Московские мистики живописи, в другом лагере, провозгласили иную формулу эстетизма. По внешности она была противоположна той, петербургской, по существу же она также обходила жизнь, но только с другого фланга. Москвичи утверждали, что живая современность, конечно, прекрасна, однако ее надо брать символически; они утверждали, что за оболочкой быта есть более важный «внутренний быт» и за оболочкой действительности более значительная «глубинная» действительность; можно сказать, тут действовал догмат, провозглашенный Вячеславом Ивановым: ab realia ad realiora, «от реального к реальнейшему». Московские символисты создали ту своеобразную, зыбкую, бесплотную, фантастическую живопись, которая должна была являть собою «живопись души» и сохранила в анналах нашей художественной летописи нежное наименование искусства «Голубой розы».

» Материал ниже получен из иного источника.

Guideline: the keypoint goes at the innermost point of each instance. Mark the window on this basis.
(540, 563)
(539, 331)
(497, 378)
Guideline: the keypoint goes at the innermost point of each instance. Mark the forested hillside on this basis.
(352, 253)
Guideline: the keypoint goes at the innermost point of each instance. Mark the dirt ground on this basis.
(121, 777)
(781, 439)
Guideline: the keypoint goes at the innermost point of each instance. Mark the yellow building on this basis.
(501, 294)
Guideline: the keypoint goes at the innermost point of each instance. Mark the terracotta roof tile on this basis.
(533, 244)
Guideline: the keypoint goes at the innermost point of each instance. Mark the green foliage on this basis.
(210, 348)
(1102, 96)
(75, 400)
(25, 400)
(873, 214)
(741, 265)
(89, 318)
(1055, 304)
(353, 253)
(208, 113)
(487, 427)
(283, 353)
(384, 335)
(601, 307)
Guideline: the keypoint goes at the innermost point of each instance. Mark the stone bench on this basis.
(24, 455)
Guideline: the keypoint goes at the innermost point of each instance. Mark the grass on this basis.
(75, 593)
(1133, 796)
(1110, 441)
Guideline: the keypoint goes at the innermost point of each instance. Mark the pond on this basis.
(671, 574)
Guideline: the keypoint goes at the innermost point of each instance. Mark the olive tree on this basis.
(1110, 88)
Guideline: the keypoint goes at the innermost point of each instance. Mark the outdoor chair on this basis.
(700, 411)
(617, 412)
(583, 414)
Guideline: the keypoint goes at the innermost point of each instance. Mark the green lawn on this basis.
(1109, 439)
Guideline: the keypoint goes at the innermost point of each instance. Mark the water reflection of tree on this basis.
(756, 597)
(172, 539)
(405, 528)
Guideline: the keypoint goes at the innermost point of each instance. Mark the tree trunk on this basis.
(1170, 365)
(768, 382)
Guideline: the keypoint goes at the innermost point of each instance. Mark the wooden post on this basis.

Сапунов от ретроспективизма взял немного. Для него, как для всех нас, испытавших очарование увлекательной пропаганды дягилевского «Мира искусства», культ старины был главным образом высокой школой, сообщавшей преемственную культуру художественной красоты. Может быть, только в том, что в картинах Сапунова есть любование старинными вещами, фарфором, тканями и драгоценностями, следует видеть непосредственное влияние «Мира искусства», да разве еще в том, что у Сапунова все предметы точно покрыты какой-то пылью времени, патиной тления; не от этого ли даже купы живых цветов у нашего мастера дают впечатление натюрморта, «мертвой природы» в тесном значении слова – связки цветов, сделанных из бумаги, уже слегка выцветших и разрушающихся?

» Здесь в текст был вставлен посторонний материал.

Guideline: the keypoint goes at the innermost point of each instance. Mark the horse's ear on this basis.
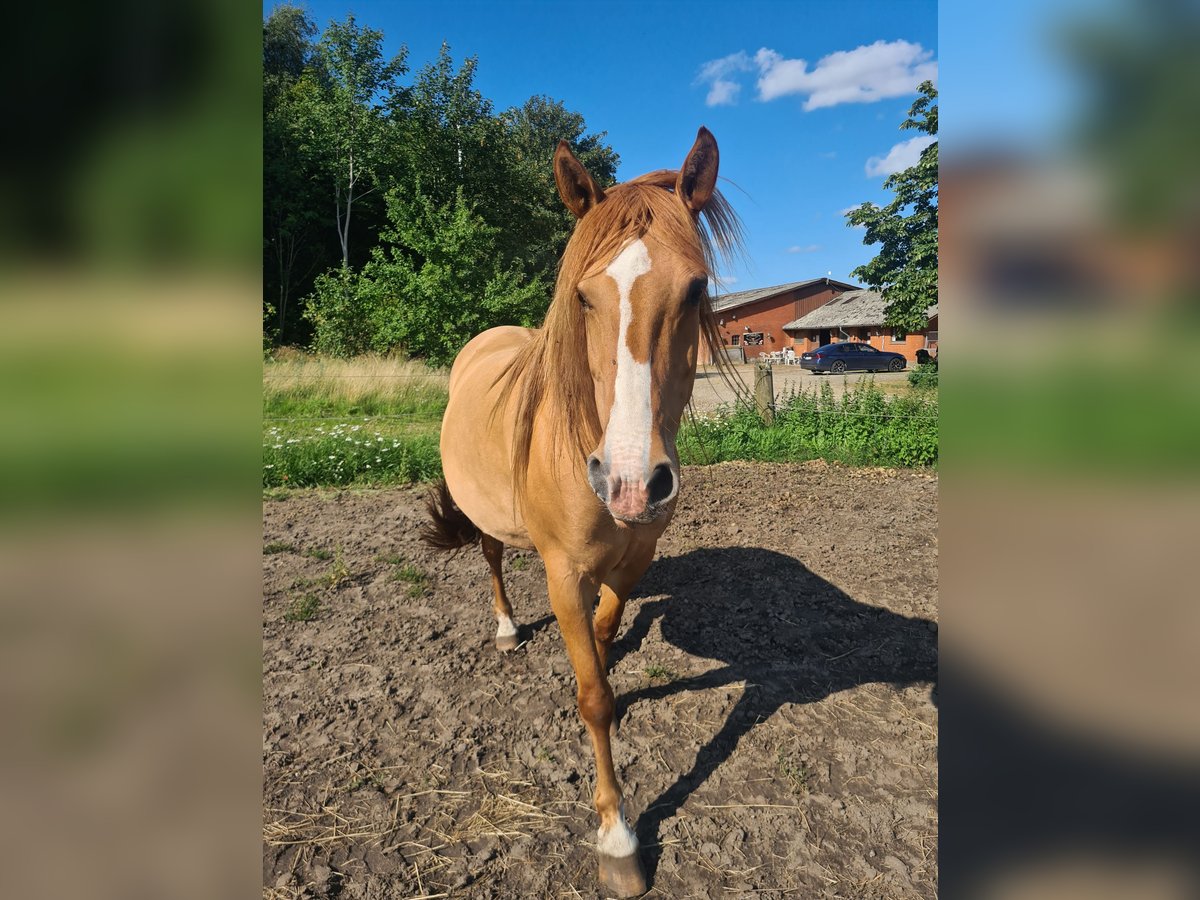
(697, 177)
(576, 186)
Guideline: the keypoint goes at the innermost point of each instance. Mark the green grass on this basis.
(660, 672)
(862, 427)
(375, 423)
(372, 453)
(364, 421)
(303, 609)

От мистицизма московских друзей Сапунов взял не больше. Лишь общность школы, дружеское единение и хрупкость первых самостоятельных шагов сообщили сапуновской живописи на недолгую пору какую-то туманность и неосязаемость форм. Этого было достаточно, чтобы Сапунов не разрушил нежного единства «Голубой розы». Однако на самом деле в этой живописи раннего Сапунова текла другая кровь. Мистика Метерлинка и психологизм Ибсена были ей равно чужды, и декорациями к «Смерти Тентажиля» или «Гедде Габлер» Сапунов только платил насильственную, вынужденную дань восторгам друзей и духу времени. Когда в следующем же после «Голубой розы», 1908 году грянули веселые, буйные фанфары сапуновской «Карусели», было очевидно, что живопись Сапунова лишь совершила дальнейший логический шаг, а вовсе не перебросилась на новый путь.
Да и действительно у Сапунова была своя цель, и он шел к ней прямо и легко. Его художественная впечатлительность была очень своеобычна. Для него мир в своих художественных ценностях перестраивался так отчетливо, что можно было бы назвать Сапунова однодумом, однолюбом, если бы в самой его любви было больше монашественности, замкнутости, келейного запаха, который есть у этих слов. Но сапуновская любовь была от толпы, от широчайшей, я готов сказать – «базарной» вседоступности.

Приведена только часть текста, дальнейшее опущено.